Recommended movie Ids for user #1
1) Dunston Checks In (1996)
2) Sense and Sensibility (1995)
3) Brazil (1985)
4) Circle of Friends (1995)
5) Crude Oasis, The (1995)
6) Curdled (1996)
7) Addicted to Love (1997)
8) Third Man, The (1949)
9) All Things Fair (1996)
10) Nell (1994)


In [32]:
print(len(results))
print "Recommended movie Ids for user #{} : {}".format(test_user_idx+1, [int(movie_id) for movie_id in u_one_json['labels']])
print
print "Movie distances for user #{} : {}".format(test_user_idx+1,  [round(distance, 4) for distance in u_one_json['distances']])

943
Recommended movie Ids for user #1 : [1177, 275, 175, 724, 1340, 1081, 535, 513, 1619, 729, 453, 1312, 1415, 83, 1681, 1417, 667, 634, 887, 31, 1404, 1261, 155, 1658, 1386, 1117, 516, 665, 872, 1519, 1162, 966, 1144, 1468, 462, 1262, 873, 987, 623, 1089, 629, 1188, 229, 160, 433, 1186, 1450, 543, 1644, 1413, 447, 1391, 111, 1026, 1573, 812, 549, 676, 1307, 538, 519, 135, 1556, 1670, 1270, 1477, 182, 694, 230, 497, 764, 985, 163, 1099, 632, 261, 1518, 1683, 270, 376, 1482, 464, 737, 1038, 713, 284, 317, 546, 223, 196, 212, 337, 98, 288, 501, 227, 217, 15, 626, 187]

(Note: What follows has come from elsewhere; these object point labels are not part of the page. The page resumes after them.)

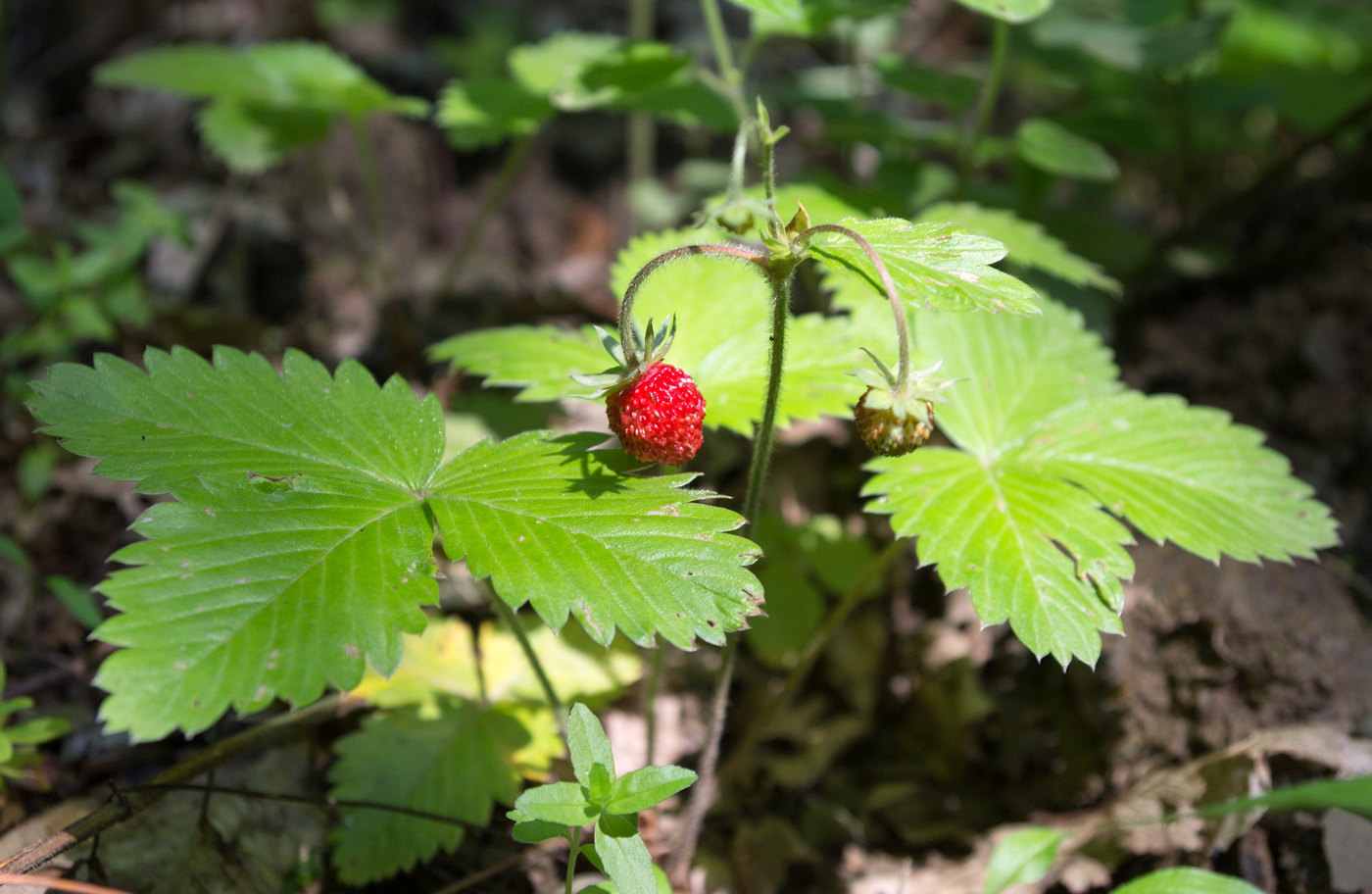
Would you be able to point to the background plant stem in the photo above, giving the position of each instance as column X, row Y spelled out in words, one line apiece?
column 493, row 201
column 985, row 105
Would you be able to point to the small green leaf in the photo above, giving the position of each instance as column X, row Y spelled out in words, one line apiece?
column 627, row 862
column 530, row 831
column 1353, row 795
column 935, row 267
column 601, row 781
column 77, row 599
column 1056, row 150
column 483, row 110
column 647, row 787
column 1022, row 857
column 1186, row 880
column 1026, row 242
column 455, row 764
column 1012, row 11
column 37, row 730
column 558, row 802
column 587, row 743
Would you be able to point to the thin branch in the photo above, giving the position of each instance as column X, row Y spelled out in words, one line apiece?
column 122, row 808
column 308, row 801
column 626, row 308
column 889, row 284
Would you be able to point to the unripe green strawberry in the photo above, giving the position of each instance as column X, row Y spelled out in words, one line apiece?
column 658, row 417
column 654, row 407
column 895, row 418
column 888, row 432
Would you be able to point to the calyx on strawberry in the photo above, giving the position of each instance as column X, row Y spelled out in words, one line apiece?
column 895, row 419
column 654, row 407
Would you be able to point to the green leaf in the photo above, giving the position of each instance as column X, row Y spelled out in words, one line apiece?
column 563, row 804
column 565, row 530
column 530, row 831
column 587, row 743
column 298, row 545
column 723, row 321
column 1026, row 242
column 627, row 862
column 936, row 267
column 267, row 99
column 1186, row 880
column 1056, row 150
column 647, row 787
column 1012, row 11
column 1053, row 449
column 1353, row 795
column 1022, row 859
column 486, row 110
column 37, row 730
column 77, row 599
column 456, row 764
column 244, row 144
column 556, row 66
column 442, row 662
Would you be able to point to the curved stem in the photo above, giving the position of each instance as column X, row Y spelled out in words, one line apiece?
column 626, row 307
column 575, row 841
column 703, row 794
column 889, row 284
column 985, row 103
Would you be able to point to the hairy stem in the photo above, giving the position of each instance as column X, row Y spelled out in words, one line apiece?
column 889, row 284
column 985, row 105
column 517, row 629
column 575, row 841
column 655, row 678
column 494, row 198
column 626, row 307
column 703, row 793
column 122, row 808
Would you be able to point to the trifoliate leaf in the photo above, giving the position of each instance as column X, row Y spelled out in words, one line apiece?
column 1053, row 449
column 1022, row 859
column 648, row 787
column 457, row 764
column 723, row 318
column 565, row 530
column 587, row 743
column 298, row 545
column 484, row 110
column 1012, row 11
column 442, row 662
column 1186, row 880
column 935, row 267
column 624, row 855
column 1026, row 242
column 1052, row 147
column 563, row 804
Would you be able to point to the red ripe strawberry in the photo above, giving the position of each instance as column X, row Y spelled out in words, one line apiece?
column 658, row 417
column 654, row 407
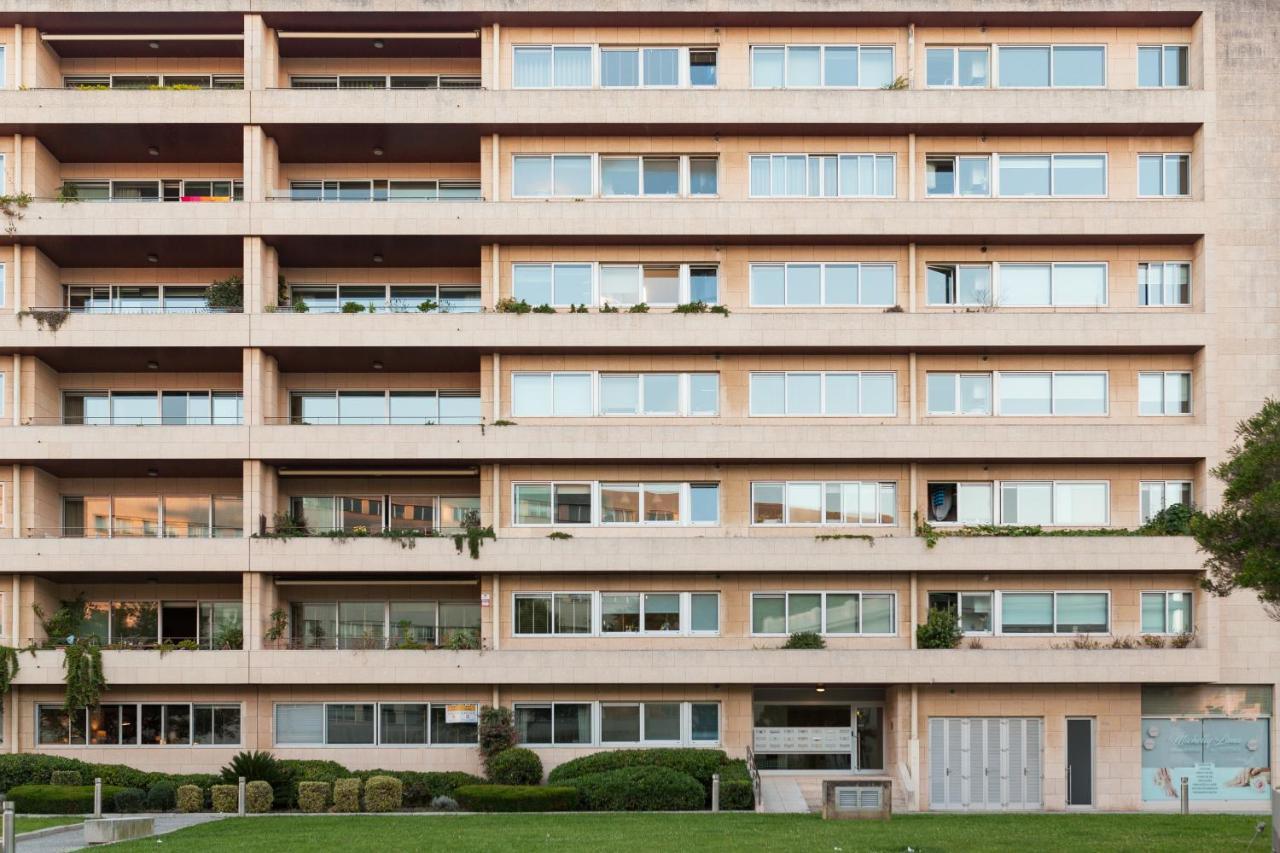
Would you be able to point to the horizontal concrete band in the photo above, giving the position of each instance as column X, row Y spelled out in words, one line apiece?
column 606, row 439
column 607, row 551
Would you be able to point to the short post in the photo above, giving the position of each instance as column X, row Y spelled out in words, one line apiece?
column 9, row 844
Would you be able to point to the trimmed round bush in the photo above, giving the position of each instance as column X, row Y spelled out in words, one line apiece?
column 56, row 799
column 516, row 766
column 699, row 763
column 129, row 799
column 346, row 794
column 639, row 789
column 516, row 798
column 225, row 798
column 312, row 797
column 161, row 797
column 190, row 798
column 259, row 797
column 383, row 794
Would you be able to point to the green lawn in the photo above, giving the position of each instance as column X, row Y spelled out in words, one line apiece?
column 32, row 824
column 691, row 833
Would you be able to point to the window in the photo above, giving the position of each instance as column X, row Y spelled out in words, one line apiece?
column 823, row 393
column 956, row 67
column 823, row 612
column 833, row 284
column 1057, row 65
column 1059, row 503
column 1055, row 612
column 1165, row 283
column 973, row 609
column 848, row 176
column 835, row 503
column 1164, row 65
column 958, row 176
column 176, row 724
column 1165, row 393
column 1166, row 612
column 1156, row 496
column 960, row 503
column 552, row 67
column 821, row 65
column 1164, row 174
column 1051, row 393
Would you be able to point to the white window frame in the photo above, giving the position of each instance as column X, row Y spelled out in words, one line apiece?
column 822, row 509
column 822, row 64
column 822, row 609
column 1164, row 594
column 822, row 392
column 1164, row 396
column 1054, row 486
column 809, row 158
column 1052, row 48
column 999, row 616
column 1052, row 392
column 1162, row 48
column 1165, row 286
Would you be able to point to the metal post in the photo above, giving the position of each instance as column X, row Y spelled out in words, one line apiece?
column 9, row 845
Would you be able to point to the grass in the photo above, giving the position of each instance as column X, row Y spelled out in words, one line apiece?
column 694, row 833
column 32, row 824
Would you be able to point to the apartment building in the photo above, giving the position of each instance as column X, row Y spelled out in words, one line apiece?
column 959, row 264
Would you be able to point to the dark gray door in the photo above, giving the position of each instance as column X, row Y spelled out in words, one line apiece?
column 1079, row 761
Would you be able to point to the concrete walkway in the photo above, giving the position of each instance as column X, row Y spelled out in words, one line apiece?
column 72, row 838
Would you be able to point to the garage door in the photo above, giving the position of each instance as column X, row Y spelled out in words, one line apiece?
column 988, row 763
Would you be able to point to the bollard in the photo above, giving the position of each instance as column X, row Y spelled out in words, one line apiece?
column 9, row 845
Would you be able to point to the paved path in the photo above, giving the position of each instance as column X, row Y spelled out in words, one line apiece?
column 73, row 836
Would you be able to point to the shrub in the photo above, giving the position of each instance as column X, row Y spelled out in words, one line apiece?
column 259, row 797
column 312, row 797
column 225, row 798
column 941, row 629
column 639, row 789
column 805, row 639
column 516, row 766
column 383, row 794
column 699, row 763
column 516, row 798
column 346, row 794
column 58, row 799
column 161, row 797
column 190, row 799
column 129, row 799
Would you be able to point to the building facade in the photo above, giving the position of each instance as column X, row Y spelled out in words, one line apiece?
column 721, row 318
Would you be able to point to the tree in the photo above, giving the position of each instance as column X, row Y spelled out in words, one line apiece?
column 1243, row 537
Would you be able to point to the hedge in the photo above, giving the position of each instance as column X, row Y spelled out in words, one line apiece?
column 639, row 789
column 699, row 763
column 516, row 766
column 58, row 799
column 312, row 797
column 383, row 794
column 516, row 798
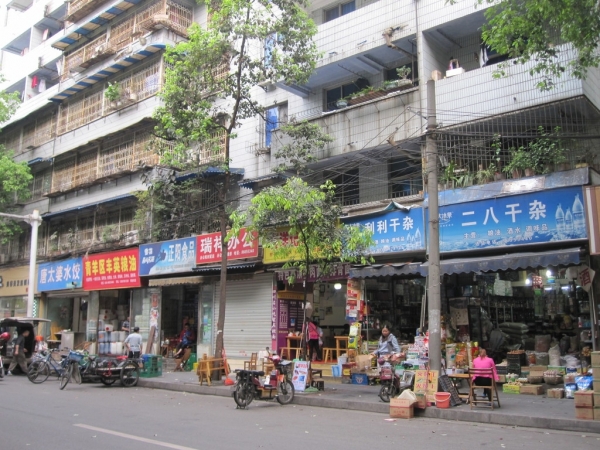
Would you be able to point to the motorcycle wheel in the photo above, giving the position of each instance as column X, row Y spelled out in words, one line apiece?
column 285, row 392
column 66, row 376
column 107, row 381
column 130, row 374
column 38, row 372
column 243, row 395
column 386, row 391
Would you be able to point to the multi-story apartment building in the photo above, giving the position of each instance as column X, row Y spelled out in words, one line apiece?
column 87, row 153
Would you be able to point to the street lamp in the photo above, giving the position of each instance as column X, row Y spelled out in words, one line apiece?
column 34, row 219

Movie distances for user #1 : [0.5376, 0.539, 0.5394, 0.5396, 0.5406, 0.5418, 0.542, 0.5421, 0.5421, 0.5431, 0.5435, 0.5439, 0.544, 0.5443, 0.5444, 0.5447, 0.5449, 0.5451, 0.5456, 0.5459, 0.546, 0.5461, 0.5466, 0.5467, 0.5476, 0.5485, 0.5488, 0.5492, 0.5492, 0.5494, 0.5495, 0.5501, 0.5506, 0.551, 0.5513, 0.5514, 0.5517, 0.5517, 0.5548, 0.5557, 0.5565, 0.5566, 0.558, 0.5583, 0.5583, 0.5584, 0.5593, 0.5594, 0.56, 0.5621, 0.